Kwok was one of four Legislative Council members ousted from the legislature last November after the passage of a resolution disqualifying lawmakers who support independence or are deemed "unpatriotic." The remaining 15 members of the pro-democracy caucus resigned in protest.
Kwok flew from Hong Kong to Vancouver earlier this year with his family. He is Canadian-born, though he renounced his citizenship as a condition of taking office in 2012. In his first interview since settling down in North America, he spoke emotionally about the colleagues he left behind.
"This is very personal for me and my friends," he said. "You can't even use the word painful to describe what's going on; it is beyond painful. It is absolutely devastating to see that happening to your hometown."
Hong Kong's leader, Chief Executive Carrie Lam, defends the new electoral law as "reasonable and fundamental."
In an interview on Chinese state TV, she said it is "about ensuring that only patriots have the chance to administer" the territory, not about excluding other political views. For her, she said, a patriot is someone who believes "it is good for the People's Republic of China to resume exercising sovereignty" over Hong Kong.
Calls to spoil ballots condemned by officials
Still, all of this has made officials worry that voters will ignore or boycott the election, or spoil their ballots, sending an embarrassing message to the government in Hong Kong and the Communist Party in Beijing.
From Australia, Hui has advised Hong Kongers to cast just this kind of "protest vote," prompting the Hong Kong government to issue a warrant for his arrest. One official said Hui's encouragement amounted to "an act of rebellion" that may violate the national security law.
Partly to prevent spoiled votes, ballots now have to be submitted unfolded.
Hong Kong has also threatened the Wall Street Journal with legal action for an editorial that publicized calls for voter disobedience.
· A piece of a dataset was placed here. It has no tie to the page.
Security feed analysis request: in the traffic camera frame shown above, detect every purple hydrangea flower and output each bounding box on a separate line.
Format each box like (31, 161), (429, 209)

"The Communist Party is worried," said Jean-Pierre Cabestan, a professor of Chinese politics at Hong Kong Baptist University.
Leaders in Beijing and Hong Kong "need this to look like an election," he said, "as an act of political legitimization."
China has been scolded by Britain, who formerly controlled the territory, for "radical," unilateral changes to election rules that break treaty promises made by Beijing when Hong Kong reverted to Chinese control in 1997. At the time, China's leaders signed declarations vowing to work toward giving Hong Kongers true universal suffrage and eventually allowing them to directly elect their top leadership.
"The erosion of liberty in Hong Kong is an affront to freedom and democracy," said U.K. Foreign Secretary Liz Truss this week.
This election confirms that "we are really in an authoritarian environment, which is very new to Hong Kong," said Cabestan. "The political life which we used to see and witnessed in Hong Kong has disappeared."